Zika emerging a greater scourge with each passing day

12 Mar 2016

New and frightening discoveries about the Zika are being made almost daily, and the threat from the virus seemed to become more serious with each new discovery.

According to Dr Tom Frieden, director of the Centers for Disease Control and Prevention, "there is nothing about Zika control that is quick or easy. The only thing quick is the mosquito bite that can give it to you."

The Zika virus has been declared as by the World Health Organization as a public health emergency, following which it had been linked to paralysis and brain infections in adults, but the horrifying outcomes had been seen in developing fetuses.

A study at Johns Hopkins Medicine in Baltimore revealed that Zika infected and killed the very cells that formed the developing brain.

Another study at the University of California at Los Angeles in conjunction with researchers at the Fiocruz Institute in Brazil, found a strong link between Zika and adverse pregnancy outcomes, which had not been documented before, according to Dr Karin Nielsen, the senior author of the study at the UCLA School of Medicine.

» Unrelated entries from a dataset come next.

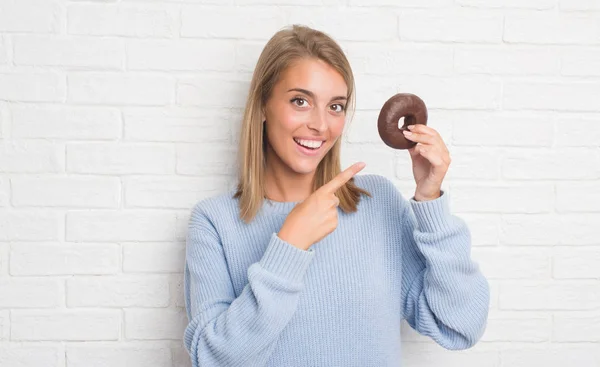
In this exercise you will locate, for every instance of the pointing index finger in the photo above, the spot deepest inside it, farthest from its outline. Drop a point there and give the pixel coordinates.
(343, 177)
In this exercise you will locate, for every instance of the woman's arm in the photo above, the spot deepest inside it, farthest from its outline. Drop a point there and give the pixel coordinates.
(444, 294)
(229, 331)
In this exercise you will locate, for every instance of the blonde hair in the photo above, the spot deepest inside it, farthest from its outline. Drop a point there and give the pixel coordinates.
(285, 47)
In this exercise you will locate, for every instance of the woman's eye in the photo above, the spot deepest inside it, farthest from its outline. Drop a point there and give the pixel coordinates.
(300, 102)
(339, 109)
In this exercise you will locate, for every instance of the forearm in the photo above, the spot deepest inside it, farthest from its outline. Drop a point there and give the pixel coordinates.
(242, 331)
(447, 296)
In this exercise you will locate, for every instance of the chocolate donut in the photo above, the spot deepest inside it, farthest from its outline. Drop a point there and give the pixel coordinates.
(406, 105)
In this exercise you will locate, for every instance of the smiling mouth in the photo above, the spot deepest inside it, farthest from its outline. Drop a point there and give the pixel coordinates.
(309, 144)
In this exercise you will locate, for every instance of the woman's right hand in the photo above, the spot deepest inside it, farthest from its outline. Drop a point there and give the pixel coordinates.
(316, 216)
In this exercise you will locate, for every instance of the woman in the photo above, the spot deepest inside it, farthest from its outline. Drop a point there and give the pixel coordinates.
(304, 265)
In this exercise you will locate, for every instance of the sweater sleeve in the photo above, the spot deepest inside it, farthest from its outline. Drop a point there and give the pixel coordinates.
(444, 294)
(225, 330)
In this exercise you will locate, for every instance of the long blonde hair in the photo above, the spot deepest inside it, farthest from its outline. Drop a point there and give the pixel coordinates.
(286, 46)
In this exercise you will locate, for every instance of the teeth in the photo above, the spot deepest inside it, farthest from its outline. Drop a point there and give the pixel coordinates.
(309, 143)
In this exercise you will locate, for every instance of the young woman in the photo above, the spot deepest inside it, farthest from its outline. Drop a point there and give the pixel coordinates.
(305, 265)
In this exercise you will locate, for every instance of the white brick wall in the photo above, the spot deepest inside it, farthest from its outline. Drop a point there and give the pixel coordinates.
(116, 117)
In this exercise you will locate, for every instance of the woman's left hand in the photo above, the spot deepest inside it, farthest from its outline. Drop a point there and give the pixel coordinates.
(430, 161)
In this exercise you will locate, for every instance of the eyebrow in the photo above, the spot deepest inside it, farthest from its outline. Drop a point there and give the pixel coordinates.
(312, 95)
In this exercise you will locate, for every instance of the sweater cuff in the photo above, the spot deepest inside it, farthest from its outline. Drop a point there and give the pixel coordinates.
(432, 215)
(285, 260)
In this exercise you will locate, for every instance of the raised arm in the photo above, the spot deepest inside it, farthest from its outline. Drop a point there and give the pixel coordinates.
(444, 294)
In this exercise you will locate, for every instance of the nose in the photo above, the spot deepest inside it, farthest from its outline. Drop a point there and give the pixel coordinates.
(318, 122)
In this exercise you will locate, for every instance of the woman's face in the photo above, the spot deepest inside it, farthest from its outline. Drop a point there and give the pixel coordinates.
(305, 115)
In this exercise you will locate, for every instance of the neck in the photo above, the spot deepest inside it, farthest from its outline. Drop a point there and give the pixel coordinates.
(282, 183)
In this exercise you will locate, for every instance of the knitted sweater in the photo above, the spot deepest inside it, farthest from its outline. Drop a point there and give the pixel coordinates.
(253, 299)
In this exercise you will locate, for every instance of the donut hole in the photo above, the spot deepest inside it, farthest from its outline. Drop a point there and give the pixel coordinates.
(404, 121)
(401, 123)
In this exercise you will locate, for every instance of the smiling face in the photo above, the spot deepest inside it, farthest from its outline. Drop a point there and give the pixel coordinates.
(305, 115)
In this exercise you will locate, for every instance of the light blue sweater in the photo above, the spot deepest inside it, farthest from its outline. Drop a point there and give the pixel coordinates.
(255, 300)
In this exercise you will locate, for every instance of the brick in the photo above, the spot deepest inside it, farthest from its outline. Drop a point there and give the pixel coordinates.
(578, 131)
(431, 354)
(13, 354)
(118, 291)
(577, 197)
(77, 52)
(551, 28)
(4, 328)
(180, 355)
(4, 191)
(231, 22)
(424, 59)
(578, 5)
(128, 20)
(507, 61)
(555, 164)
(115, 226)
(29, 156)
(403, 4)
(362, 128)
(118, 354)
(484, 228)
(503, 198)
(120, 158)
(177, 290)
(550, 295)
(4, 47)
(25, 225)
(32, 87)
(30, 16)
(147, 324)
(205, 159)
(30, 293)
(180, 55)
(120, 89)
(509, 4)
(170, 192)
(511, 263)
(180, 124)
(379, 160)
(376, 24)
(66, 122)
(561, 96)
(576, 327)
(153, 257)
(212, 91)
(75, 192)
(546, 229)
(4, 251)
(65, 325)
(580, 62)
(454, 93)
(474, 163)
(551, 355)
(526, 327)
(450, 26)
(276, 2)
(576, 263)
(64, 259)
(502, 129)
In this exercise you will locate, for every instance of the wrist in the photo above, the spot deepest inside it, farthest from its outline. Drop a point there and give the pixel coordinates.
(419, 197)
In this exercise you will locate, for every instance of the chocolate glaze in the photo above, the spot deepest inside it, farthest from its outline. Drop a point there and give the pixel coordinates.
(406, 105)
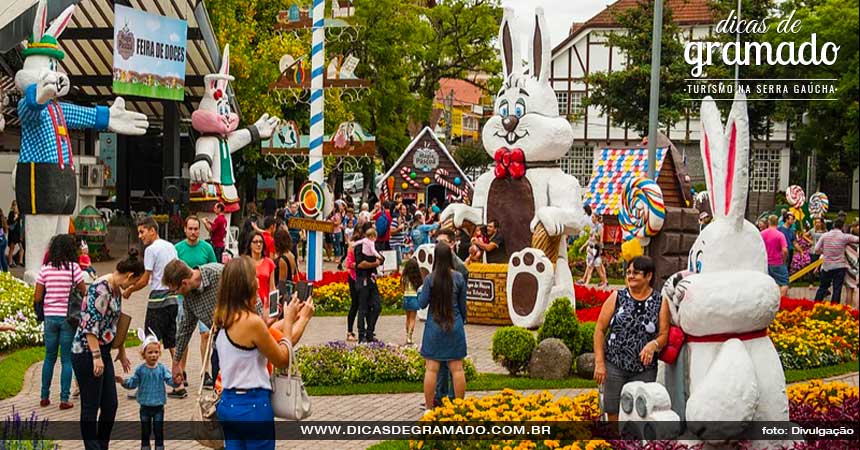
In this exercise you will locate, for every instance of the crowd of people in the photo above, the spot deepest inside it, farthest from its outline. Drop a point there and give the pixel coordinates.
(790, 248)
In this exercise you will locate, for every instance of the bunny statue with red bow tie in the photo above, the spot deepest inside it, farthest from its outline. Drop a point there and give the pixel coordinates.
(527, 193)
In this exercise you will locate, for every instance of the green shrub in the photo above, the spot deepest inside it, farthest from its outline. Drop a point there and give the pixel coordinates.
(338, 362)
(513, 347)
(560, 322)
(586, 338)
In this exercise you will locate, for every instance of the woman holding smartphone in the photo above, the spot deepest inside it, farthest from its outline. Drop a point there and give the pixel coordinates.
(245, 345)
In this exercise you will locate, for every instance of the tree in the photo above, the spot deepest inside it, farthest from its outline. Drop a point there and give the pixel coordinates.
(624, 94)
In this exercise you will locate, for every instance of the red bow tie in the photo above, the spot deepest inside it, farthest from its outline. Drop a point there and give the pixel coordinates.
(510, 163)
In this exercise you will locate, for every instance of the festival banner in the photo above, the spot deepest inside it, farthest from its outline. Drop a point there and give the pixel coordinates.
(148, 54)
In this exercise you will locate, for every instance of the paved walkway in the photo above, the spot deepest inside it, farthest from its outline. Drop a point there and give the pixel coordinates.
(377, 407)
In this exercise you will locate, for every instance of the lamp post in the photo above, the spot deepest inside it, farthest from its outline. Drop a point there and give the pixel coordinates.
(654, 99)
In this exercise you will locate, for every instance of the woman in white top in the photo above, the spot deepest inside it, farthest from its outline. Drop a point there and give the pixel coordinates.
(244, 345)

A university press release quoted Nielsen as saying, ''We saw problems with the fetus or the pregnancy at eight weeks, 22 weeks, 25 weeks, and we saw problems at 35 weeks. Even if the fetus isn't affected, the virus appears to damage the placenta, which can lead to fetal death."

Meanwhile, Puerto Rico might be on the brink of a massive outbreak of Zika, US health authorities had warned.

According to Frieden, who spoke to reporters on a conference call, he had just returned from a visit to the US territory, and was worried about what he had seen.

"Puerto Rico is on the front lines of the battle against Zika and it is an uphill battle," said Frieden.

"I am very concerned that before the year is out there could be hundreds of thousands of Zika infections in Puerto Rico and thousands of infected pregnant women."